Весть о падении Иерусалима – города, который меньше чем девяносто лет назад был завоеван крестоносцами ценой неимоверных жертв, – повергла весь христианский мир в скорбь и отчаяние. Все предавались посту и молитве. Князья церкви отказались от роскоши, дабы их строгая воздержанность служила примером для остальных. Даже кардиналы давали обет не садиться на коня, пока землю, по которой ходил Спаситель, топчут и оскверняют нехристи; лучше уж они, кардиналы, будут пешком странствовать по христианским владениям, питаясь милостыней, призывая к покаянию и возмездию.
Святейший отец призывал рыцарей отправиться в новый крестовый поход, чтобы освободить Иерусалим – пуп земли, второй рай. Каждому, кто примет крест, он обещал вознаграждение – как в будущей жизни, так и на сем свете. Он объявил всеобщий мир на семь лет, treuga Dei[62].

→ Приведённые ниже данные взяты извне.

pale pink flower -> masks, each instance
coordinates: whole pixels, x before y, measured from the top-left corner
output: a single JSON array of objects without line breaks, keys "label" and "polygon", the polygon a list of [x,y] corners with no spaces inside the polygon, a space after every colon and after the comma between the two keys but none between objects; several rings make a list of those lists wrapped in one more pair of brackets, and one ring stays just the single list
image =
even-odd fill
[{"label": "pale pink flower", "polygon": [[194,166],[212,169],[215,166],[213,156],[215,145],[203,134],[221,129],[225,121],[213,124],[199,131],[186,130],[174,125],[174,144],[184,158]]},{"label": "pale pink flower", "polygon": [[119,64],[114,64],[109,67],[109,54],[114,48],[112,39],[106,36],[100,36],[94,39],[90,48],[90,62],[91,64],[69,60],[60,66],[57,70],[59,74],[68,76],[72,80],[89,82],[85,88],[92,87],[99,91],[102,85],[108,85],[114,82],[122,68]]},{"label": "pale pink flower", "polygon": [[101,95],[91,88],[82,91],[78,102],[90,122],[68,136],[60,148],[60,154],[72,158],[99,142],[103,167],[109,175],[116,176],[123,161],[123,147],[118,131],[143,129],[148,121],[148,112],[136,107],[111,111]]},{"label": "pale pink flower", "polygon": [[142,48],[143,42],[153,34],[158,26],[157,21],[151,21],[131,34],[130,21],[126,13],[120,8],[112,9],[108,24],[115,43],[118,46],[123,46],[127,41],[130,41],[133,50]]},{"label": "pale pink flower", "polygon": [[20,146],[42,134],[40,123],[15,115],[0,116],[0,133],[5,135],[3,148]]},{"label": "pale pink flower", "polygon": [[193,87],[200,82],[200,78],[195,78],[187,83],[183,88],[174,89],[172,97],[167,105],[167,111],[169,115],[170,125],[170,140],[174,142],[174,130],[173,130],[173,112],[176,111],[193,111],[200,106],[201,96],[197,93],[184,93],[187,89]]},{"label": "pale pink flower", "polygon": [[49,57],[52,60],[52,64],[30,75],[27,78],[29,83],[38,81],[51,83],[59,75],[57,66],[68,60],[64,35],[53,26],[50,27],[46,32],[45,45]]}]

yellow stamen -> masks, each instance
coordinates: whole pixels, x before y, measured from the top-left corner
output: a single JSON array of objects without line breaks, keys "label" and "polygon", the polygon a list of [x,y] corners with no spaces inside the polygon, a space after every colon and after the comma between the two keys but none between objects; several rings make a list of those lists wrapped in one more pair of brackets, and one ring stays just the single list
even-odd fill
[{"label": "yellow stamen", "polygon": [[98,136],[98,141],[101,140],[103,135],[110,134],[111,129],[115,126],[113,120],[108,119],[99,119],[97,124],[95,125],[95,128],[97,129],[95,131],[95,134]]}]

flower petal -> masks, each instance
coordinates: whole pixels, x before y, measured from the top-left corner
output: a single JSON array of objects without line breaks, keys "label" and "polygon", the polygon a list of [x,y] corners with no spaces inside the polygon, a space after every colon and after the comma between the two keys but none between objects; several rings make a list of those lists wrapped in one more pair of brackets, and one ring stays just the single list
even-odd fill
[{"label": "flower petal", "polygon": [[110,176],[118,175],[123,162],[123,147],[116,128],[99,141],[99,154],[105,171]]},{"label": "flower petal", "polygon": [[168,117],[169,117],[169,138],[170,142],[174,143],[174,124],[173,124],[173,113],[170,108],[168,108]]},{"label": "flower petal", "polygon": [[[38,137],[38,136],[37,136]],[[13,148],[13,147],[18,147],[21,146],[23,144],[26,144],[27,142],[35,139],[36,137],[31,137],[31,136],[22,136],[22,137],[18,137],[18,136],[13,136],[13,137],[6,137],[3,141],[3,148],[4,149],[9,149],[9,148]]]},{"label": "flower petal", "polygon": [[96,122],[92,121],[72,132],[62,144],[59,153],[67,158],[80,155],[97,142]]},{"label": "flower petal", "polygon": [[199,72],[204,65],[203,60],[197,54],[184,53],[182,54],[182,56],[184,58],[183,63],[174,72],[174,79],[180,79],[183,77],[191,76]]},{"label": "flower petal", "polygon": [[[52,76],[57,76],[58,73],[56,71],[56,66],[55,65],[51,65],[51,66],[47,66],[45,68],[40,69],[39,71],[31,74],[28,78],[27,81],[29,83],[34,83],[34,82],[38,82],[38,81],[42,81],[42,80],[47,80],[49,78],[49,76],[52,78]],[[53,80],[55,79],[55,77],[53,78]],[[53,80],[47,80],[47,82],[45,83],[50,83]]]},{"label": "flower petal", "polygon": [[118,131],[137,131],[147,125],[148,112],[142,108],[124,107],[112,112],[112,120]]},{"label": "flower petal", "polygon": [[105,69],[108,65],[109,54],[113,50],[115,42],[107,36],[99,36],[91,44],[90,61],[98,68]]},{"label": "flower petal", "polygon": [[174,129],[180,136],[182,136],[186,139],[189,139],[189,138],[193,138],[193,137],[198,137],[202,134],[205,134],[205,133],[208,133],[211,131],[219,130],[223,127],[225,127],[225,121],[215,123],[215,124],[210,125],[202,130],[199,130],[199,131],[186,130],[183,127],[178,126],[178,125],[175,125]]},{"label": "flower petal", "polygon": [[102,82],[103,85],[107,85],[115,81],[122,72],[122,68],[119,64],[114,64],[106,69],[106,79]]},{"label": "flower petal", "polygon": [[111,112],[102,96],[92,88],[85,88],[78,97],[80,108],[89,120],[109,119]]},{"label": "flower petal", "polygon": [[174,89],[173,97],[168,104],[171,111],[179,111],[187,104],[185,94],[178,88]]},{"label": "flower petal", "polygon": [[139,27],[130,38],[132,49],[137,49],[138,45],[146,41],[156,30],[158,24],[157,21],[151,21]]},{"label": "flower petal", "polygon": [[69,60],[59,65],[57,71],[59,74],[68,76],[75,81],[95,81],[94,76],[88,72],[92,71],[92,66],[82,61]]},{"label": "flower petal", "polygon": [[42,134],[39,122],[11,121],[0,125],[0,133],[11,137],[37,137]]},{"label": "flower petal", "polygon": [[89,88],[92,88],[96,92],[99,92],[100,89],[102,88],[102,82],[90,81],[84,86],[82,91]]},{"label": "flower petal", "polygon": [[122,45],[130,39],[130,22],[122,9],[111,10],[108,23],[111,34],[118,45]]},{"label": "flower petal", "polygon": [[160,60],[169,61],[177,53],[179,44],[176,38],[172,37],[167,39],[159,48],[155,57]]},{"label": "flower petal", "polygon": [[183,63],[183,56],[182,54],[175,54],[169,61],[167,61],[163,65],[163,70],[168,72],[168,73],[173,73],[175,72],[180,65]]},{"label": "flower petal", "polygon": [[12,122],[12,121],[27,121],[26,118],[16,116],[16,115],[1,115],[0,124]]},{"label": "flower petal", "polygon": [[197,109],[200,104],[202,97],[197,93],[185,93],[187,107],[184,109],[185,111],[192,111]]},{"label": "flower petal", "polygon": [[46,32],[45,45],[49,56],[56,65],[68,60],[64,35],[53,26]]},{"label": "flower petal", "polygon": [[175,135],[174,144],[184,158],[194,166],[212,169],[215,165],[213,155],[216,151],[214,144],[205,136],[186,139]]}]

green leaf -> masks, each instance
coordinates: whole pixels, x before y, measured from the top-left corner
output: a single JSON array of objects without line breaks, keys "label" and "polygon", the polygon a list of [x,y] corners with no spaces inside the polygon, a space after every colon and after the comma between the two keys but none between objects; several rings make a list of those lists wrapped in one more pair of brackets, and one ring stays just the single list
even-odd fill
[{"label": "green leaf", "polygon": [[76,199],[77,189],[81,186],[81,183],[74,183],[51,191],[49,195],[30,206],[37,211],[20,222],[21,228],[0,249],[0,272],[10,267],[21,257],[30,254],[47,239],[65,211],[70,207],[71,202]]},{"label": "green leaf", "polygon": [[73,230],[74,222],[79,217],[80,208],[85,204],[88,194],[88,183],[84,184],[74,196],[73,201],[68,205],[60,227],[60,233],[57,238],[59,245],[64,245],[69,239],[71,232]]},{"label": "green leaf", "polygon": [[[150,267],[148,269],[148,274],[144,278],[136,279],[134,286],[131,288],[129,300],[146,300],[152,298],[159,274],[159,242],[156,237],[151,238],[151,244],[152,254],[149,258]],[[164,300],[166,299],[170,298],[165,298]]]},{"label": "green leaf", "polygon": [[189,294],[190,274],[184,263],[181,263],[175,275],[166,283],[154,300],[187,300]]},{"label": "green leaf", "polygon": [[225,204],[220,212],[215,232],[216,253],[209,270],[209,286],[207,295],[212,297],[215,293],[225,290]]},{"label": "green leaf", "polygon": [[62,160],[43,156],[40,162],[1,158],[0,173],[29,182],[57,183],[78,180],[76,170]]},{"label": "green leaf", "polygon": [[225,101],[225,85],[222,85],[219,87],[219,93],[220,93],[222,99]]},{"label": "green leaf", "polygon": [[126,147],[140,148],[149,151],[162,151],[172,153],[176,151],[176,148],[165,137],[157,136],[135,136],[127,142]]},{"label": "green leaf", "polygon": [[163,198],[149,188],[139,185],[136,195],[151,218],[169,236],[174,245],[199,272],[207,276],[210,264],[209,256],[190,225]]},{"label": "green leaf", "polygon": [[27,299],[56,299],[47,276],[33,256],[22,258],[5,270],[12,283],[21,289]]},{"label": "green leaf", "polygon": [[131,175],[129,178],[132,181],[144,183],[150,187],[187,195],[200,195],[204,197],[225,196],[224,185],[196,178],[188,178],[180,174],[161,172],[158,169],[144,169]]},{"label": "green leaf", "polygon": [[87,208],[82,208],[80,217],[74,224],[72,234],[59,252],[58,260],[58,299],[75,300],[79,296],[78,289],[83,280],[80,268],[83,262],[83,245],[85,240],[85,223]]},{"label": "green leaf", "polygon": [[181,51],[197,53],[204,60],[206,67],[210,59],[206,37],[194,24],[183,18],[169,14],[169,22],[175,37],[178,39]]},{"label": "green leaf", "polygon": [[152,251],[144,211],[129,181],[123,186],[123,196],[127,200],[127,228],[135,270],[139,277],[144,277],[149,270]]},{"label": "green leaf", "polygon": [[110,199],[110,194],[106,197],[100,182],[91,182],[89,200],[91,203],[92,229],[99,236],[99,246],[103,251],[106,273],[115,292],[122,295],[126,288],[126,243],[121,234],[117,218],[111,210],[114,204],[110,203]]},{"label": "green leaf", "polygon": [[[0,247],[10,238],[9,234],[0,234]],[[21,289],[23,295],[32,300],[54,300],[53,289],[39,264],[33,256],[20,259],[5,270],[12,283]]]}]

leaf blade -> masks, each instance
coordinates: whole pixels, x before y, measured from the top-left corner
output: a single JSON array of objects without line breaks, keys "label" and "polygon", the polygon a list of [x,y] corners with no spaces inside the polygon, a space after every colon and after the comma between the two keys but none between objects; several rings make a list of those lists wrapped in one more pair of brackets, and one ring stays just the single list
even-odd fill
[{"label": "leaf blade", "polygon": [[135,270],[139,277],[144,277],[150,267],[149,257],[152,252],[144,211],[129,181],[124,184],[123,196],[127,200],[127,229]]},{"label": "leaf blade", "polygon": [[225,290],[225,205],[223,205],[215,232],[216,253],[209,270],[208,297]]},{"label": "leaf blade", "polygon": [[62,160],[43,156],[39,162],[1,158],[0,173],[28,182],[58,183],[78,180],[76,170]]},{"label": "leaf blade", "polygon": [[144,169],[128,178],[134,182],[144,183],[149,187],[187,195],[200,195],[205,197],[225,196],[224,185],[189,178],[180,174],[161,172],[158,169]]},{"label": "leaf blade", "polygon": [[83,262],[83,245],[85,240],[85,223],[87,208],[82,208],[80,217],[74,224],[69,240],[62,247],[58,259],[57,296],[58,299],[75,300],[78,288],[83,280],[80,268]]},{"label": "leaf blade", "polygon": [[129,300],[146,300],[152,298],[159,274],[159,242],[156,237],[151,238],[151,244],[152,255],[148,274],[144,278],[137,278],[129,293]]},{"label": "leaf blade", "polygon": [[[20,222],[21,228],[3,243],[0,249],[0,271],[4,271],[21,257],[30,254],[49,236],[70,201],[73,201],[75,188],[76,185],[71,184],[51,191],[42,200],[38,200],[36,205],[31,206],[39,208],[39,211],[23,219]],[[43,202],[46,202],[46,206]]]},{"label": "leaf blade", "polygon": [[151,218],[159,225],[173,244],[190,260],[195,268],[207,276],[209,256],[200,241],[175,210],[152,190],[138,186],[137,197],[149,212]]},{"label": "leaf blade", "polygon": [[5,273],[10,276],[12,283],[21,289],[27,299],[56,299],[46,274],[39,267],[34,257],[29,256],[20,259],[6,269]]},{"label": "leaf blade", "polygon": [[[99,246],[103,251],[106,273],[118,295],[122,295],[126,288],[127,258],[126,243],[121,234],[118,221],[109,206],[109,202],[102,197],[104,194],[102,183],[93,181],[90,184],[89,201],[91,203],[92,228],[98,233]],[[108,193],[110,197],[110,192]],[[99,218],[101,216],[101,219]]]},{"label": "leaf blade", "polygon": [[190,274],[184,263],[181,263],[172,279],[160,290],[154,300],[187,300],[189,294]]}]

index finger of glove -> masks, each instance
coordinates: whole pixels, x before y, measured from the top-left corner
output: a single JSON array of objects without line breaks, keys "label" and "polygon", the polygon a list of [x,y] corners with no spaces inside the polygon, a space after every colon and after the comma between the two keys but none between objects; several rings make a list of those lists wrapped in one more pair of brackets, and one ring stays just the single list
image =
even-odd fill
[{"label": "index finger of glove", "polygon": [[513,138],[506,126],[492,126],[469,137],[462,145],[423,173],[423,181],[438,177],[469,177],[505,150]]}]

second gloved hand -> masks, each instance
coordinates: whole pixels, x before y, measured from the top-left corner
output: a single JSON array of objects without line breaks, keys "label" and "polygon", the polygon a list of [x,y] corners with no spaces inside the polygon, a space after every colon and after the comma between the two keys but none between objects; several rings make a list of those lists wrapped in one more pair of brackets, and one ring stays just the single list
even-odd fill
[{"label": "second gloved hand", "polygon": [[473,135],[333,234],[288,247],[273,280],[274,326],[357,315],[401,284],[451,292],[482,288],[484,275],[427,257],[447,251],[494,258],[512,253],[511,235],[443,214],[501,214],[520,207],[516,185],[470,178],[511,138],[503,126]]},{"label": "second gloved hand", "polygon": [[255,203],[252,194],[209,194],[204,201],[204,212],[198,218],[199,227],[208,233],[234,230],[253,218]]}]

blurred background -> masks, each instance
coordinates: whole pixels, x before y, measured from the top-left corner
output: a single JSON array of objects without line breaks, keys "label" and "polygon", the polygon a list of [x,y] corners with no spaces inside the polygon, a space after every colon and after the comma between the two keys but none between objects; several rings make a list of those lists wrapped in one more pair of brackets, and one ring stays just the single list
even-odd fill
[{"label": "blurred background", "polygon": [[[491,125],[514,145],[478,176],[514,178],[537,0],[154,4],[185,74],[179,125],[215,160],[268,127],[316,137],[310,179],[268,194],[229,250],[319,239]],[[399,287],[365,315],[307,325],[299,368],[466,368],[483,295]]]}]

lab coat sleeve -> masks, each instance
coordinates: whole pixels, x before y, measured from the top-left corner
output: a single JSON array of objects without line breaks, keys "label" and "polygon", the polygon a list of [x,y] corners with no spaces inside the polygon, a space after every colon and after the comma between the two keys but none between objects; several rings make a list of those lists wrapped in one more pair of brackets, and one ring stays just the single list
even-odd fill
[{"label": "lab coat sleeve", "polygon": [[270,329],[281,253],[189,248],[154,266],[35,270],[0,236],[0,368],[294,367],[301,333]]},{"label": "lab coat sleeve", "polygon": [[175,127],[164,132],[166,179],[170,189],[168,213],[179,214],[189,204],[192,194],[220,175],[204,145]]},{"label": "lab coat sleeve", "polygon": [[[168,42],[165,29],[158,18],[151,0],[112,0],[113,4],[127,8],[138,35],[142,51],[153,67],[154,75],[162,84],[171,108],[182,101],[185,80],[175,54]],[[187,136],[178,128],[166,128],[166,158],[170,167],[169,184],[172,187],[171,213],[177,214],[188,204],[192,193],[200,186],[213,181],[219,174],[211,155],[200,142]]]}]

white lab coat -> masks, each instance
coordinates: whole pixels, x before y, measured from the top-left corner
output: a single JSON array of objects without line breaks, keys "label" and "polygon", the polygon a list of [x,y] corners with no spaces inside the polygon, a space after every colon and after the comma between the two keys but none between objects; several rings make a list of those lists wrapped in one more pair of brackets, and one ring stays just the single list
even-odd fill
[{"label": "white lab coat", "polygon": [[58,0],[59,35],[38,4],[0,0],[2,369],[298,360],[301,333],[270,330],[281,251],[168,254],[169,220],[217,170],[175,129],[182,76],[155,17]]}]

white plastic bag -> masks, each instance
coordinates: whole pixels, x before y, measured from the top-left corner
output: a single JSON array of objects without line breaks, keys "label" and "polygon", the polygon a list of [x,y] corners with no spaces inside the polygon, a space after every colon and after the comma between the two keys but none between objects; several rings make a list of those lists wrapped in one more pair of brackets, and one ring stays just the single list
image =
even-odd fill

Желая всем подать благородный пример, Святейший отец прекратил длительную распрю с германским властителем Фридрихом, императором Священной Римской империи. Папский легат, архиепископ Тирский, отправился к королям Франции и Англии, он убеждал их простить старые обиды. Сам папа в своих посланиях настойчиво внушал королям Португалии, Леона, Кастилии, Наварры и Арагона, что пришла пора забыть раздоры и братски объединиться, дабы иметь возможность внести свою лепту в священную войну: им предстояло выступить против мавров, заполонивших Иберийский полуостров, а заодно и против «западного антихриста», халифа Якуба аль-Мансура в Африке.
Архиепископ сообщил дону Альфонсо о папском послании, и он тут же созвал свою курию, коронный совет. Дон Иегуда благоразумно уклонился от приглашения, сославшись на нездоровье.
В своей пламенной речи архиепископ особо напирал на то, что в Испании крестовые походы начались раньше, чем в прочих странах, на полтысячелетия раньше. Как только нагрянула чума (сиречь мусульманское нашествие), готы-христиане, отцы и деды тех рыцарей, что ныне собрались в сем зале, выступили на защиту святой веры.